L’Italie entièrement réunifiée
Le 20 septembre 1870, plus aucune troupe française n’occupant plus Rome (elles y étaient revenues à l’issue de Mentana), Napoléon III étant tombé, et la France étant défaite par les armées allemandes, les troupes piémontaises entrent à Rome, après avoir occupé l’ensemble des États pontificaux. Pie IX refuse l’année suivante la « loi des garanties » qui lui était offerte et se considère comme prisonnier de l’État italien à l’intérieur du Vatican dont il ne sortira jamais. Rome devient officiellement la capitale italienne.
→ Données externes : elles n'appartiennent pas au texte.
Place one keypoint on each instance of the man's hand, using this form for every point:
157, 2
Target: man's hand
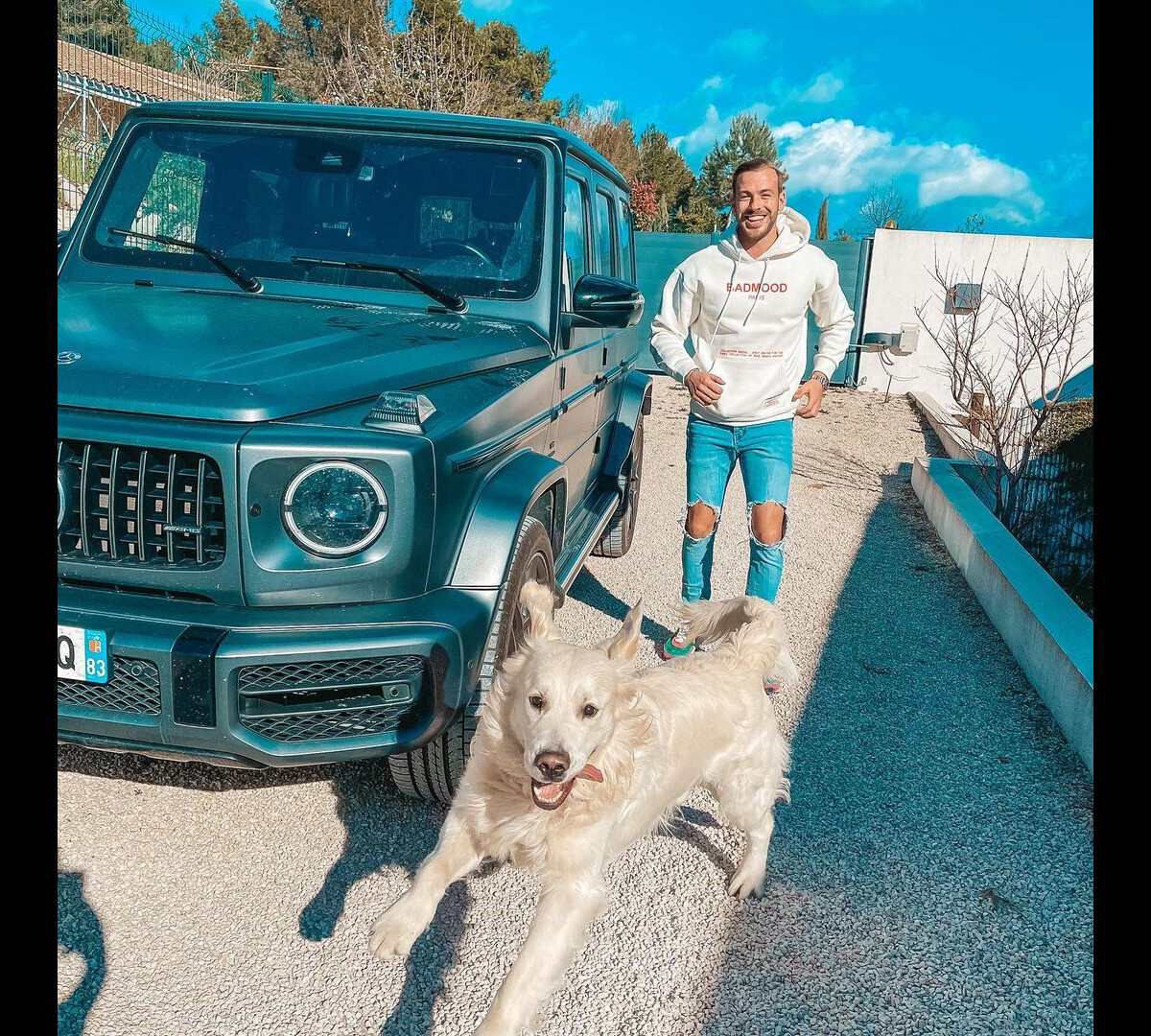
703, 387
811, 388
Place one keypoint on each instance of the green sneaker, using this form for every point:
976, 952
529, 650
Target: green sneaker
678, 645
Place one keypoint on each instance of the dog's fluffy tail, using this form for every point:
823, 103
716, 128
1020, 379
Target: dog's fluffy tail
754, 628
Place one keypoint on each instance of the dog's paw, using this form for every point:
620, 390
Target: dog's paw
392, 935
747, 885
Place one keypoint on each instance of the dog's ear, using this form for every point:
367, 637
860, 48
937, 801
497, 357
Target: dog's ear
538, 604
622, 646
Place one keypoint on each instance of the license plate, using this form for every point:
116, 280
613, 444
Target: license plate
82, 655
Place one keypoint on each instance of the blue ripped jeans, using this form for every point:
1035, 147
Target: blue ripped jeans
764, 458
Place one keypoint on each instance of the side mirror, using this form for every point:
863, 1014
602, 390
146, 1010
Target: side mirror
607, 302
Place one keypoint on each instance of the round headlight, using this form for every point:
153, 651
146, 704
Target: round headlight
334, 507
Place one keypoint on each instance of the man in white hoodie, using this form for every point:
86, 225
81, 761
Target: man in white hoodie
743, 303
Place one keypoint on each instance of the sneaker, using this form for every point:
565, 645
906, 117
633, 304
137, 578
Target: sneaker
678, 645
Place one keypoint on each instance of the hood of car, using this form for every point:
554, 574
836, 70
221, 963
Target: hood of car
233, 357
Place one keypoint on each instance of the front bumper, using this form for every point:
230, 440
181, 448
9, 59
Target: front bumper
273, 686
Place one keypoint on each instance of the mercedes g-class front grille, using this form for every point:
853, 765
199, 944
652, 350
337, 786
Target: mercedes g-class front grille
138, 506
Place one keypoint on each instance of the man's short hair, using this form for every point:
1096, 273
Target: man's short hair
754, 165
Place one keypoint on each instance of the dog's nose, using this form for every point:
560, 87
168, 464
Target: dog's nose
552, 765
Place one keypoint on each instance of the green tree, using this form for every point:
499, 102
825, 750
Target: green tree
522, 73
748, 137
317, 37
229, 35
697, 216
662, 165
607, 132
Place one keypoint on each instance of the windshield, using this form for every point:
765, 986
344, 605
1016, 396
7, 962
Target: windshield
466, 217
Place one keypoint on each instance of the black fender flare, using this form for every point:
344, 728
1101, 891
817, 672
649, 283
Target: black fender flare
637, 400
506, 499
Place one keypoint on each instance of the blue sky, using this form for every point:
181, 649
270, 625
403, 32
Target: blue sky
982, 106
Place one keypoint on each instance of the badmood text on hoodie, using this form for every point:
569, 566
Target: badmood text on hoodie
747, 321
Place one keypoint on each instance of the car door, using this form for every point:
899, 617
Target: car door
581, 358
614, 259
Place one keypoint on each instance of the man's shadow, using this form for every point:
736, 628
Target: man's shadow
79, 931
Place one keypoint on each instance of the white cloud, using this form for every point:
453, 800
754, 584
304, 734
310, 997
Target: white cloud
607, 110
826, 87
742, 43
839, 156
713, 128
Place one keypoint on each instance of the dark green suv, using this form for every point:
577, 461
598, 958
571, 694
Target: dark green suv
333, 383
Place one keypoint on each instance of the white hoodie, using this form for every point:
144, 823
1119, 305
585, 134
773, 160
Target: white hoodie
747, 319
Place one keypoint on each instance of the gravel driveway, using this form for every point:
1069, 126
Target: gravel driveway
933, 874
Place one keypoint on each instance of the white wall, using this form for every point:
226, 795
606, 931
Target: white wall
903, 277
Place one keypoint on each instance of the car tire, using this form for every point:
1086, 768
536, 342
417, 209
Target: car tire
433, 772
617, 538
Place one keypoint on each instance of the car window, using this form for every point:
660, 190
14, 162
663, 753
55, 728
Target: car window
576, 228
604, 236
306, 205
624, 224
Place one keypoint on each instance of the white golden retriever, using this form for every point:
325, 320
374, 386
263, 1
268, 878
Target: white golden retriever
576, 757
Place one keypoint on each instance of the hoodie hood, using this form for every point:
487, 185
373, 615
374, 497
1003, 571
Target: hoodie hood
794, 233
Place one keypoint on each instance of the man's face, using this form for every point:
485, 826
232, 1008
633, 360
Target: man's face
757, 205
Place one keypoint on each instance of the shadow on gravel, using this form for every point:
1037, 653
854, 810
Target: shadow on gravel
384, 829
195, 776
79, 931
935, 869
590, 591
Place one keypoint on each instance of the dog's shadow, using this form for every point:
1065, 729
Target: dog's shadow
685, 824
587, 590
79, 931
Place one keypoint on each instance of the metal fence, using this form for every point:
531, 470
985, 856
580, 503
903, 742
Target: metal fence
112, 57
1057, 518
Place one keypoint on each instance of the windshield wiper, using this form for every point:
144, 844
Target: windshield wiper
234, 271
456, 303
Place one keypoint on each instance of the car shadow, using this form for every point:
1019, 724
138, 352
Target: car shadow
79, 931
587, 590
384, 829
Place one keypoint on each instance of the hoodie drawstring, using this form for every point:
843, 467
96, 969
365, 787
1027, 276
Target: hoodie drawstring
763, 276
731, 285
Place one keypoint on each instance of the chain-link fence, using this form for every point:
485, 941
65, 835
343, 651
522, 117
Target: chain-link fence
112, 57
1057, 516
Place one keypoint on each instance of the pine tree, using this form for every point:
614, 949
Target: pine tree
662, 165
748, 137
229, 35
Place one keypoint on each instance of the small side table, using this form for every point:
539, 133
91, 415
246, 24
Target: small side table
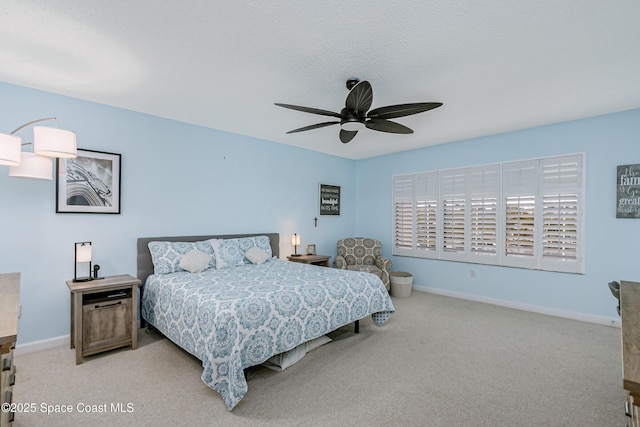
104, 314
321, 260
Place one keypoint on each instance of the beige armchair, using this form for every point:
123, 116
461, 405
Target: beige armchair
363, 254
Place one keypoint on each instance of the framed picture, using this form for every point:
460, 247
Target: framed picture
329, 199
628, 191
90, 183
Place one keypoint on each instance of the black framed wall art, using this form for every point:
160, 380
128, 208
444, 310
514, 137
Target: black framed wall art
329, 199
89, 183
628, 191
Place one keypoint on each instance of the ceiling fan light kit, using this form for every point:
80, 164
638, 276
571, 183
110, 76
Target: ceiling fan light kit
356, 115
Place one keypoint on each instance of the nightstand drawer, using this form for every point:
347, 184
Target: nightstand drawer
106, 322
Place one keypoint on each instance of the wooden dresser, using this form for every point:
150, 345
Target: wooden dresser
630, 317
9, 312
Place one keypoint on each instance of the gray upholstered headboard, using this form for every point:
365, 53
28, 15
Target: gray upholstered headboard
145, 266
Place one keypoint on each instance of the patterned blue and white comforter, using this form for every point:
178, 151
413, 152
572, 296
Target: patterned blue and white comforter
237, 317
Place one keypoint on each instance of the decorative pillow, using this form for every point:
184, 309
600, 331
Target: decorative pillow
256, 255
246, 243
166, 256
227, 252
195, 261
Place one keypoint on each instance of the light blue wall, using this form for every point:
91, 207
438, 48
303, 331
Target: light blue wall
611, 254
177, 179
180, 179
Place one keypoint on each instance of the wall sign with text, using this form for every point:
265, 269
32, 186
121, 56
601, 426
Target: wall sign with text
329, 199
628, 192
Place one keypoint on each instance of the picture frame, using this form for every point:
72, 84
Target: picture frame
628, 191
89, 183
329, 199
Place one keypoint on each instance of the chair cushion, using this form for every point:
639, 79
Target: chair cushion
359, 250
368, 268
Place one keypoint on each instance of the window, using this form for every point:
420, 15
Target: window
526, 214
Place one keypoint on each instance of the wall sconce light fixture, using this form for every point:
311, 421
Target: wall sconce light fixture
48, 142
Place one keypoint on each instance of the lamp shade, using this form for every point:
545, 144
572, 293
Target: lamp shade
54, 142
10, 148
83, 252
32, 166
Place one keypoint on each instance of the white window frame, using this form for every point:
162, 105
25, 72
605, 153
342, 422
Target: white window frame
549, 191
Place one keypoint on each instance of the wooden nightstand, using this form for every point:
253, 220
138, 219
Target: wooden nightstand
321, 260
104, 314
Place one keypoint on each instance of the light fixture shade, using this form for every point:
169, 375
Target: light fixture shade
33, 166
10, 148
54, 142
83, 252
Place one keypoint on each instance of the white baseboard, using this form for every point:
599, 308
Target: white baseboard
601, 320
30, 347
41, 345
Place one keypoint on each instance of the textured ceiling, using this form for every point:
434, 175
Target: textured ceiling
497, 65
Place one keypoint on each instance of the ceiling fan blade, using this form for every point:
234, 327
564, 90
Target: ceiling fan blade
347, 135
387, 126
311, 127
401, 110
309, 110
360, 98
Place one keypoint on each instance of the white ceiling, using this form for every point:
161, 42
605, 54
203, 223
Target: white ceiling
497, 65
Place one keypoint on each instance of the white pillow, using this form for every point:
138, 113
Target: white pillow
256, 255
195, 261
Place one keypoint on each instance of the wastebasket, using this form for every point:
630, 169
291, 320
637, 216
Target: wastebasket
401, 283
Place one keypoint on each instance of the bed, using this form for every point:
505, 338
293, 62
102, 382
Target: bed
240, 311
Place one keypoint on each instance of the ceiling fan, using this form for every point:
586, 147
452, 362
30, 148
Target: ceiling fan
354, 115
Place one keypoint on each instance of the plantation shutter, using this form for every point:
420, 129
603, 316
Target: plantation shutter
453, 194
562, 191
426, 192
403, 215
483, 222
520, 188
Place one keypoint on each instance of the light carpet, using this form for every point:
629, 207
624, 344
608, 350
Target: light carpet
438, 361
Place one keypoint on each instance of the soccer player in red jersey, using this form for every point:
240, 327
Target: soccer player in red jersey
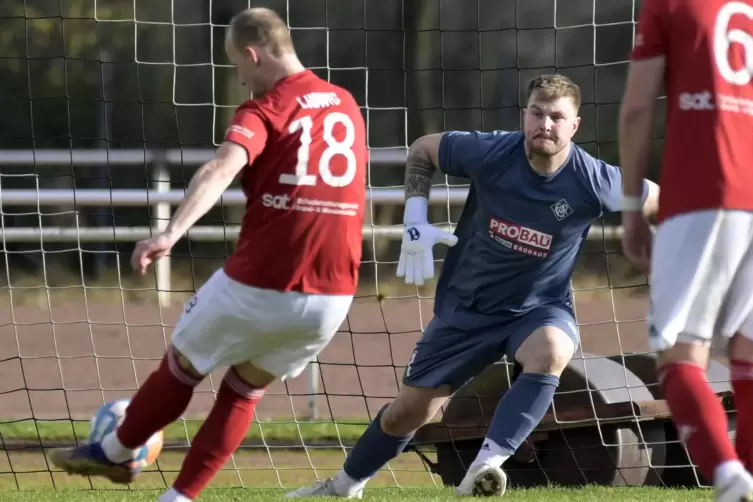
701, 258
300, 149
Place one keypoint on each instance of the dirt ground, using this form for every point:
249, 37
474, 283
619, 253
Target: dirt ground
63, 361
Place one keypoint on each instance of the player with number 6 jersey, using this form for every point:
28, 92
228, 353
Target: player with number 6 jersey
701, 257
300, 149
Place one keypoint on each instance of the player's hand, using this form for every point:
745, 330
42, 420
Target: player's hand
637, 240
417, 252
150, 250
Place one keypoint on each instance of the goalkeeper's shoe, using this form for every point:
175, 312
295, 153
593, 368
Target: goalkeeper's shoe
323, 488
738, 488
483, 481
90, 460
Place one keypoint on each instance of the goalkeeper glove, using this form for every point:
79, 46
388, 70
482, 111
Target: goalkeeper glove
416, 263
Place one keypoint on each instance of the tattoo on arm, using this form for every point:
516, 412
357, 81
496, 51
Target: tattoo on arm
419, 171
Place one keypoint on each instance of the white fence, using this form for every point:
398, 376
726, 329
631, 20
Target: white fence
162, 198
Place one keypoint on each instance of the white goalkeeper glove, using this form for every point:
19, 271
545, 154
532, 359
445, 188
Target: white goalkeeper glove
417, 252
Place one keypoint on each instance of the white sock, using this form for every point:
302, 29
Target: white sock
345, 485
172, 495
490, 454
115, 451
726, 471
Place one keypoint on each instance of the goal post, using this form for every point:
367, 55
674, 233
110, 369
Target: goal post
109, 109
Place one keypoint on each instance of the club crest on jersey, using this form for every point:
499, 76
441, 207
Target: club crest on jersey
561, 209
519, 238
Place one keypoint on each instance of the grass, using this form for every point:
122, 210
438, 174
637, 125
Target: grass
291, 432
261, 474
596, 274
591, 494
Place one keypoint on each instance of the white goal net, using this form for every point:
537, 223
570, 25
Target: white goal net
110, 106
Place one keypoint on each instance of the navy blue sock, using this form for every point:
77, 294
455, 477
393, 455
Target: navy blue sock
521, 409
373, 450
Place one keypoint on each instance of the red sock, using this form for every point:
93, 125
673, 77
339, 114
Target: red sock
159, 402
741, 373
220, 434
698, 415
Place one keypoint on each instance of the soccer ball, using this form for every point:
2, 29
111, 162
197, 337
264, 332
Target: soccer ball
109, 416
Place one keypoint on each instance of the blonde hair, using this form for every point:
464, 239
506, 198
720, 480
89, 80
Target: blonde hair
553, 87
261, 27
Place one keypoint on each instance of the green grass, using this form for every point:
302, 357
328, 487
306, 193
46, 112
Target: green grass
267, 473
590, 494
287, 431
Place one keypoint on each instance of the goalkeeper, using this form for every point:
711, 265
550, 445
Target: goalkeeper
505, 285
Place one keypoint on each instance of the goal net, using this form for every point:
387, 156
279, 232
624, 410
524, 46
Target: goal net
110, 106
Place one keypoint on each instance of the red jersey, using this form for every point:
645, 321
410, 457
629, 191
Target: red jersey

Si l’unité italienne a été polluée de bout en bout par la question romaine, celle-ci ne trouvera son dénouement que par les Accords de Latran signés en 1929 entre Mussolini et Pie XI. Le Pape renonce à son pouvoir temporel, reconnaît Rome comme la capitale italienne, et l’État italien reconnaît la souveraineté pontificale sur le Vatican. Néanmoins, comme la question romaine a débouché sur un durcissement des positions pontificales, cette crise doit être placée dans une perspective de long terme des relations entre Rome et les États libéraux, l’Italie d’abord, la France républicaine ensuite.
(1) C’est à l’occasion de cette bataille que Pie IX, pour remercier l’armée française de lui avait permis de conserver ses États, a dispensé ad aeternam les officiers français de l’observance de la règle du maigre du vendredi et du jeûne du Carême.